Fork + fd inheritance + close unused fds Ch 11: fork-per-connection server pattern. Child closes listenfd, parent closes connfd - both mandatory to avoid fd leaks and hung connections.
dup2() for redirection Ch 11: used internally by shells and process supervisors to connect processes via pipes. Foundation of how data flows between processes in Unix.
fd limit (EMFILE) Ch 12: a concurrent server handling many connections simultaneously uses one fd per connection. fd limits define the maximum concurrent connections your server can hold open at once.
Kernel socket send/receive buffers Ch 12: when a send buffer is full (slow receiver), write() blocks - this is backpressure.

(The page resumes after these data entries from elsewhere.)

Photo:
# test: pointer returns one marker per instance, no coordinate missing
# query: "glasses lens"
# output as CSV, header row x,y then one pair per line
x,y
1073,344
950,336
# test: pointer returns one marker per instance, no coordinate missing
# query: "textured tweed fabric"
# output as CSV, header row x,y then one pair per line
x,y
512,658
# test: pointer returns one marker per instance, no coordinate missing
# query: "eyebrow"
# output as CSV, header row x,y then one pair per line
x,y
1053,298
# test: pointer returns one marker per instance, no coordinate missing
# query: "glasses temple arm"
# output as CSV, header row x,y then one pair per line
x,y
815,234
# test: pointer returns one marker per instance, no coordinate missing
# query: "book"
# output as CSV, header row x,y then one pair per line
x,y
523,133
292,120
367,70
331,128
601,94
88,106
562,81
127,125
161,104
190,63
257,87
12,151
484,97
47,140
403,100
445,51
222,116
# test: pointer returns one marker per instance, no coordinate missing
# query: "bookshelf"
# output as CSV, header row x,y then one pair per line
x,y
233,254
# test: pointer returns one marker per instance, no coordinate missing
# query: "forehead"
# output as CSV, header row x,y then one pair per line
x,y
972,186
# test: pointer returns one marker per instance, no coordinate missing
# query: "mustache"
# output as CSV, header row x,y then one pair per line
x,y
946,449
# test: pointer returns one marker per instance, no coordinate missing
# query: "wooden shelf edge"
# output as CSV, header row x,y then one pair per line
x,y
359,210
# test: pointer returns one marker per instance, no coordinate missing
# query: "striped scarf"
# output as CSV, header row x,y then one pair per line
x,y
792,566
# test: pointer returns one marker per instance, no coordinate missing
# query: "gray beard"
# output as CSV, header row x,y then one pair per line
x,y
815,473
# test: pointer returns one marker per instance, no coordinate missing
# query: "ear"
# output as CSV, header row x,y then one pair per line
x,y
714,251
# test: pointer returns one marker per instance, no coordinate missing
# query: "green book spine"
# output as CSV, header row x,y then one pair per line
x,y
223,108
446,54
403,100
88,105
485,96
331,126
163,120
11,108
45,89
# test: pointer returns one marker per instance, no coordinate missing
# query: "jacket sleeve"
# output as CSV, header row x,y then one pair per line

Event-driven servers (epoll/kqueue, Ch 12) use non-blocking I/O specifically to avoid blocking here.

11. Quick Reference - Things to Remember Cold

File descriptor facts

  • fd = small non-negative integer, index into per-process descriptor table
  • fd 0/1/2 = stdin / stdout / stderr - pre-opened by shell
  • open() = creates open file table entry, returns fd integer
  • close() = removes descriptor table entry, decrements ref count
  • Use-after-close = undefined behavior - fd may be reused for different resource
  • fd limit = 1024 default (RLIMIT_NOFILE), raise to 65536+ in production

read() / write() guarantees

  • NOT guaranteed to return n bytes - always loop for correct behavior
  • Returns 0 = EOF (or connection closed on socket)
  • Returns -1 = error, check errno. EINTR = signal interrupted, retry
  • write() returning = data in kernel buffer, NOT data received by other end

Buffering modes one-liner each

  • Fully buffered: flushes when buffer full. Regular files, redirected stdout.
  • Line buffered: flushes on newline. stdout to terminal.
  • Unbuffered: every write = immediate syscall. stderr, raw Unix I/O.

Buffer layers

  • fflush() → flushes user-space libc buffer → kernel
  • fsync() → flushes kernel page cache → physical disk
  • Crash before fflush = data in user buffer is lost forever

Standard I/O vs Unix I/O - one rule

  • Files: prefer Standard I/O for text/line work (efficient, convenient)
  • Sockets: always raw Unix I/O - never Standard I/O directly on sockets

fork() and file descriptors - two rules

  • Parent and child share the same open file table entry → shared file position
  • Always close every fd your process inherits but doesn't use → prevents fd leaks, hung connections, and zombie resources

dup2() in one line

  • dup2(oldfd, newfd) = make newfd point to same resource as oldfd. Foundation of shell redirection and pipes.